Unter nachfolgendem Link findet sich die Heiratsurkunde zur ersten Ehe meines Urgroßvaters Boleslaw Ludwig Goerke mit Helena Kaminski in Zyrardow 1905. Leider handelt es sich um eine kyrillische Handschrift, da Zyrardow zu dieser Zeit zu Russisch-Polen gehörte. Kann mir jemand helfen, relevante Daten zu den Brautleuten und deren Familie herauszuziehen? Die Namen des Brautpaares sind in der Urkunde auch in lateinischer Schrift erfasst, der Rest leider nicht: Metryki - Skanoteka - Baza skanów akt metrykalnych

Vielen Dank und beste Grüße
Sebastian Goerke

Hallo Sebastian,

hier sind die wesentlichen Informationen:

Ort und Tag der Trauung:
Zyrardów am 30.01./12.02.1905

Bräutigam:
Bolesław Ludwik Goerke, ledig, Schreiber? in der Fabrik, geboren in Budzyn Parochie Zychlin, wohnhaft in Ruda Guzowski, Sohn von Karl und Elisabeth geb. Dembicki/Dębicki Eheleute Goerke, 24 Jahre alt

Braut:
Helena Kamińska, ledig, bei der Familie in Ruda Guzowski wohnhaft, geboren in Zyrardow, Tochter des verstorbenen Johann und der Theophila geb. Lukawska Eheleute Kamiński, 22 Jahre alt

Gruß
Kai

Hallo Kai,
vielen vielen Dank. Das hilft mir sehr weiter! Der Geburtsort meines Urgroßvaters war eines der Rätsel, die es zu lösen galt. Damit ist definitiv klar, dass die Eheleute Carl und Elisabeth Goerke nicht auf direktem Wege von Schwetz nach Zyrardow sind, wenn sie denn selbst überhaupt dort hin sind.

Beste Grüße
Sebastian

Zur gleichen Familie habe ich jetzt noch eine Urkunde, deren Erschließung wichtig ist.
Gibt es in der folgenden Sterbebeurkundung Aussagen dazu, wo die verstorbene herkam, mit wem sie verheiratet war? Bisher gingen wir davon aus, dass diese Vorfahrin sehr alt wurde und noch auf alten Familienfotos aus 1938 zu sehen ist, jetzt habe ich meine Zweifel.
Im Index zur Urkunde steht drin, dass die Verstorbene Elzbieta Gierke bzw. Debicka ist. Verstorben ist ist sie im Jahr 1906. Als Eltern werden Jan und Apolonia angegeben. Sind diese eventuell Abwandlungen von Joanes und Paulina?

Hallo Sebastian,

Übersetzung der wichtigsten Details:

Żyrardów, 15. /28. November 1906

Zeugen: Stanislaw Tupczinski, Müller in Ruda Guzowska, 34 J. und Marcen (Marcin) Swenzki, Arbeiter in Żyrardów, 46 J.

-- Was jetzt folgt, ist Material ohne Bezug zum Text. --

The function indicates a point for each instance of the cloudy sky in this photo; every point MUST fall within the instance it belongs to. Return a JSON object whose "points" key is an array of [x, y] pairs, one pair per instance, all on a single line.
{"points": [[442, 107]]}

  • gestern in Ruda Guzowska Elisabeth Gierke, 66 J., geboren in Preußen, Tochter von Jan (= Johann) und Apollonia (= Paulina) Dębicki, hinterlässt Ehemann Karl Gierke

Die polnischen Entsprechungen von Johann und Pauline findest Du u. a. im Poznan Project. Pauline (poln. Paulina) erscheint in den Urkunden gelegentlich auch als Apol(l)onia, obwohl beide Namen nichts miteinander zu tun haben.

https://www.poznan-project.psnc.pl/index.php?lastname=&lang=de

Grüße aus Solingen

Edelgard

Vielen lieben Dank Edelgard! Das hilft mir auf jeden Fall weiter :slight_smile:

Hallo Edelgard,
erlaube mir zwei Anmerkungen:
Apolonia ist mir bisher (auch) nicht im polnischen Raum vorgekommen, jedoch oft, fast regelmäßig, in Böhmen, konkret in Nordböhmen zwischen Ende 1600 bis Anfang 1800, dafür kann ich mich in keinem Fall an eine Pauline erinnern.
Betreffend die o.g. Sterbeurkunde bin ich der Meinung, dass der Nachname der Elisabeth in Kyrillisch an sich(!) als „GERKE“ gelesen werden müsste, auch wenn der Schreiber „Gierke“ in lateinischen Buchstaben angefügt hat. „Gerke“ als ortstypische Aussprache für „Görke“ würde auch zum Nachnamen von Sebastian passen.
(meine schlesischen „Böbel“ mutierten in Polen zu gesprochenen „Bebel“, so wie zahlreiche andere Beispiele auch: Förster → Ferster, Böttcher → Betker usw.)

Grüße aus dem Westerwald
Manfred

Hallo Manfred,
vielen Dank für deine Anmerkungen.
Die Problematik mit Paulina und Apolonia taucht bei Paulina/ Apolonia Rosinska (der Mutter der Verstorbenen) mehrfach auf. Die Eltern der Verstorbenen lebten in Schwetz. Aufgrund der Konstellationen der Geburtsdaten der beiden, ist es in diesem Fall die identische Person.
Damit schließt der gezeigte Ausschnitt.